The Henry Art Gallery—"Washington State’s oldest art museum showcasing the newest ideas" is its slogan—has decided to eliminate its chief curator position, held for the last 11 years by Elizabeth Brown, who will depart in mid-October. Brown most notably and recently organized I Myself Have Seen It: Photography & Kiki Smith (2010), and in 2004 she created WOW: The Work of the Work. Brown has been a brilliant, if sometimes ornery, figure. She has been a friend to artists and intellectuals, and a powerful thinker. She also is an inspired educator. I will miss her. She was not immediately available for comment, so I'm not sure what's next for Brown.

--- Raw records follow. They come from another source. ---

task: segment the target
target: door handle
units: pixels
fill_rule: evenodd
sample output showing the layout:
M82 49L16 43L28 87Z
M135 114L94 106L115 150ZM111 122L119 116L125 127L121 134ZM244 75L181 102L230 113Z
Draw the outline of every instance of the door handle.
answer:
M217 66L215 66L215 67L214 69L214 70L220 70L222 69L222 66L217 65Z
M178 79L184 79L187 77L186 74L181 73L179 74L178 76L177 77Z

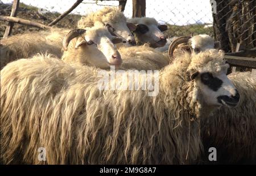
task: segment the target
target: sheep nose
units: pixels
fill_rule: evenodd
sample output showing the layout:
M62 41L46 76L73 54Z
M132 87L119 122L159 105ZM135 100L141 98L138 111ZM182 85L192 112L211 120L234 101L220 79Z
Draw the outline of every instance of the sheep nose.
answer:
M130 45L131 45L133 46L134 46L135 45L136 45L136 41L135 41L135 40L129 39L129 40L128 40L128 42Z
M164 36L160 37L160 40L166 42L166 38Z
M237 100L237 101L239 101L239 99L240 98L240 95L239 95L238 91L237 91L237 89L236 89L236 95L234 96L232 96L232 97L233 97L235 100Z
M119 66L122 63L122 58L118 52L115 52L113 54L112 54L109 61L109 63L110 65Z
M236 90L236 95L234 96L228 96L225 95L218 96L217 97L218 102L222 104L225 104L231 107L236 106L238 103L240 98L240 95L237 90Z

I hope she'll stay in Seattle (maybe she and Derrick Cartwright might join forces in some way).

Instead of a chief curator, the museum, which is located on campus at the University of Washington and is a public-private partnership, will employ a Deputy Director of Art and Education, adding an educational role to the curatorial leader of the museum. (Brown is an educator, but she may have objected to the combining of the roles.) The national search will begin soon. On the phone this morning, Henry director Sylvia Wolf said the change reflects the museum's new strategic plan, adopted last month, which calls for the museum to become a "creative commons."

"I like to think of the analogy of a 19th-century museum being akin to a cathedral where you go in and have a spiritual experience in a hushed environment—and I like to think of where we're headed as the piazza in front of the cathedral...a very dynamic place for a variety of people of various interests," Wolf said.

That sounds fine. It also echoes shopworn rhetoric in museology and across cultural nonprofits (where mantras of accessibility, multiplicity of voices, et cetera, have become commonplace), and it's hard to know what it will mean in practice.

We don't really know what's to come at the Henry, but we know it won't include Brown, and it won't include a chief curator, and it will include an educator, but not quite an education director—rather, half of one. Welcome to museums in 2011.